Ada satu perkataan yang harus kita renungkan atau dijadikan bahan muhasabah untuk diri kita. Apakah kita sudah merasa seperti apa yang dikatakan oleh Ka'ab Al-Ahbar yang saya kutip dari bukunya Abu Dzar Al-Qalamuni yang berjudul "Berlari Menuju Allah" yang mana beliau (Ka'ab Al-Ahbar) berkata sebagaimana berikut ini, "Umat ini (Islam) telah diberi tiga kelebihan dibanding umat-umat sebelumnya selain seorang nabi yaitu:
1. Apabila Allah mengirim seorang Nabi, dia berkata kepadanya, 'Kamu menjadi saksi atas umatmu', sementara umat Islam dijadikan saksi atas seluruh umat manusia.
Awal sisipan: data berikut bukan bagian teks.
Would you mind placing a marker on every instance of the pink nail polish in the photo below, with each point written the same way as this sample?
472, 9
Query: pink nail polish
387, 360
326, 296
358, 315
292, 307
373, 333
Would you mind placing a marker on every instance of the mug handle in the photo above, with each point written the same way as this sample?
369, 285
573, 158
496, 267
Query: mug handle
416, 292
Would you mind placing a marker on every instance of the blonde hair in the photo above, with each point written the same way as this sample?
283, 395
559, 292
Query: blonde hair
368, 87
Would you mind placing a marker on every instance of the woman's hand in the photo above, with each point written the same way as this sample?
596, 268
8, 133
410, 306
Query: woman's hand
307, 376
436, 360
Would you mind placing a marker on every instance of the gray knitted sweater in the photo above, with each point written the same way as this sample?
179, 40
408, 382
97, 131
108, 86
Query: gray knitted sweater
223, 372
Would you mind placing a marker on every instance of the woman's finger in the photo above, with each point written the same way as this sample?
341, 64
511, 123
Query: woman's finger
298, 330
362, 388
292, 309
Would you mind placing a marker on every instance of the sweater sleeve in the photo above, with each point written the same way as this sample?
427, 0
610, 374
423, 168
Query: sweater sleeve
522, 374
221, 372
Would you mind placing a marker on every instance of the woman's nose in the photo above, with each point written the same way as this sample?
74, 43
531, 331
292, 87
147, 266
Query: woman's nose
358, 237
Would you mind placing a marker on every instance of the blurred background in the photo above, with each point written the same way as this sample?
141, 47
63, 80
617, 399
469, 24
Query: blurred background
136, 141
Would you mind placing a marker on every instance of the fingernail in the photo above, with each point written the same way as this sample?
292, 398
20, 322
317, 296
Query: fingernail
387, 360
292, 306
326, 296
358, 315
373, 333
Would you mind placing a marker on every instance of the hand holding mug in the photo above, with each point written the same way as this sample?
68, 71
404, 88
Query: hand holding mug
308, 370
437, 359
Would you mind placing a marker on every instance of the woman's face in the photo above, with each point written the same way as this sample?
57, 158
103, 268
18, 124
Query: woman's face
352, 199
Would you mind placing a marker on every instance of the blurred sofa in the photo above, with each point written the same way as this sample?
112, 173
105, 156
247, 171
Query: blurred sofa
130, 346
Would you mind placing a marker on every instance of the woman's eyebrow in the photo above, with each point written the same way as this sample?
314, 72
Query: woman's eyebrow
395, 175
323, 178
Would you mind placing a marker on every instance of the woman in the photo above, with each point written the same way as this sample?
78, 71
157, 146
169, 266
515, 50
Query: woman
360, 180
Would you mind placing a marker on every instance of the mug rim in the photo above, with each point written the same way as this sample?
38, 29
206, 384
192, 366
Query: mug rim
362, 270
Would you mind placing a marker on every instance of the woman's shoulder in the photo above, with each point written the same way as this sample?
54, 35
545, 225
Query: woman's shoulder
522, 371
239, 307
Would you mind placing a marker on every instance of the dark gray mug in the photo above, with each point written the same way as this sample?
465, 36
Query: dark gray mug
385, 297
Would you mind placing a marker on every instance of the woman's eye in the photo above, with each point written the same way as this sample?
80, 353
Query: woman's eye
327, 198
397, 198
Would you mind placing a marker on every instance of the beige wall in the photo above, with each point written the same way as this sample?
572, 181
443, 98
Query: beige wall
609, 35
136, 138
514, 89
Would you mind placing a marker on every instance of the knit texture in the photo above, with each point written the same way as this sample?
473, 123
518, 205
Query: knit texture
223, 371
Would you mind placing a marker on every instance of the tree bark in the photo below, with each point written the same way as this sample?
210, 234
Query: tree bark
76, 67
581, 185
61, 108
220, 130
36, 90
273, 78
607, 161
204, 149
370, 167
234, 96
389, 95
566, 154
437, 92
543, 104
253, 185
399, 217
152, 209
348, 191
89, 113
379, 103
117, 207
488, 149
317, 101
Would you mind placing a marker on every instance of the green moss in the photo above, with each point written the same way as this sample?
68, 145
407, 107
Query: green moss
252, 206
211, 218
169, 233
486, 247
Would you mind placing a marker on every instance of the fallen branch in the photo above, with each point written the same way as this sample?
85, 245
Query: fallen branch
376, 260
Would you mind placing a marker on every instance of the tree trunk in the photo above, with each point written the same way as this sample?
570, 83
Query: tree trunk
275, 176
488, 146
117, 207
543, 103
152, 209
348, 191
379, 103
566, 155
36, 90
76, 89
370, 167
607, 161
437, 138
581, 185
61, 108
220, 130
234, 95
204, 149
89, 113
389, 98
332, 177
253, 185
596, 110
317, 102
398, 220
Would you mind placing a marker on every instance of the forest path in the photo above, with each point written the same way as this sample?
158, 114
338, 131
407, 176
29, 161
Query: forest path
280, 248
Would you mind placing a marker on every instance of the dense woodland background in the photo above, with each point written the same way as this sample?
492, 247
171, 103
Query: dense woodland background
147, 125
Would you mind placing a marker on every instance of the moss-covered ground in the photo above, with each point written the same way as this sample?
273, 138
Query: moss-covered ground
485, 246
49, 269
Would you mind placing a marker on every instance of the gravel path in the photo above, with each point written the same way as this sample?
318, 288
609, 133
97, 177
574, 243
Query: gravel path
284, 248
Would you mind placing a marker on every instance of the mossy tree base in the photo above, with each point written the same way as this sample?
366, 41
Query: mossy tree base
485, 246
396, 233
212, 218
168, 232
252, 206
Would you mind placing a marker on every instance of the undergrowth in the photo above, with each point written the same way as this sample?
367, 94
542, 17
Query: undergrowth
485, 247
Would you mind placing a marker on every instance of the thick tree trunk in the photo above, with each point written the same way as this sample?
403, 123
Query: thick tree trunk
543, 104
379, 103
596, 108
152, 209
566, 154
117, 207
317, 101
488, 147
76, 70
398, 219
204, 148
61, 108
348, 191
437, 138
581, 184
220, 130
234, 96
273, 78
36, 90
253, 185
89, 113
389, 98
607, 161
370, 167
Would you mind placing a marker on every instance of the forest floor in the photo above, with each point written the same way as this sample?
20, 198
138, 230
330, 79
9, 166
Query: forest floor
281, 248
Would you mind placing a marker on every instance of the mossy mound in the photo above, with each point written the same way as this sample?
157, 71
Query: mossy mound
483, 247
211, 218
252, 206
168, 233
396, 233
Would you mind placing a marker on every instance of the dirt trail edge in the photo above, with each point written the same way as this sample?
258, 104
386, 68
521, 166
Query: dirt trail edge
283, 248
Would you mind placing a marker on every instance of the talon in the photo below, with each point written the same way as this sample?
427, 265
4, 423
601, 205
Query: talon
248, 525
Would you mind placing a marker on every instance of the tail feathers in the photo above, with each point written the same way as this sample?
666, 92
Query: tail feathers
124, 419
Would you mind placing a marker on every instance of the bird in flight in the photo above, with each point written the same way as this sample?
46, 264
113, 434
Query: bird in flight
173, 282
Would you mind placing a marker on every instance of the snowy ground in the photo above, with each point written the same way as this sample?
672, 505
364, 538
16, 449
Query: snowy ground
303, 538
Firman-Nya: "Agar kamu menjadi saksi atas (perbuatan) manusia."(QS. Al-Baqarah (2): 143)
2. Kepada Nabi itu akan dikatakan, 'Tak ada hal yang susah dalam agamamu' sementara untuk umat Islam, Allah berfirman, "Dan Dia tidak menjadikan untuk kamu dalam agama suatu kesempitan" (QS. al-Hajj (22): 78).
3. Kepadanya dikatakan, 'Berdoalah kepada-Ku pasti Kukabulkan,' sementara untuk umat Islam, Allah berfirman, "Berdoalah kepada-Ku pasti akan Kuperkenankan bagimu" (QS. al-Mu'min (40): 60).
Maka hisablah diri kita, apakah amanah yang Allah berikan kepada kita sebagai bagian dari khairu ummah dapat kita pelihara dengan baik?
Umar ra. memberi nasehat "Hasibuu anfusakum, qabla an tuhasabuu."
Tujuannya agar kita selalu menghisab diri kita adalah agar segala keburukan tidak terulang, dan segala kebaikan terpelihara bahkan lebih baik lagi, sehingga amanah sebagai bagian dari khairu ummah benar-benar dapat dipelihara dengan baik dan dapat dibanggakan.
Imam Hasan Al-Basri mengatakan, "Sesungguhnya penghisaban dihari kiamat akan ringan bagi orang yang telah menghisab amalnya di dunia, begitu pula sebaliknya penghisaban dihari kiamat akan berat bagi orang yang tidak menghisab amalnya didunia."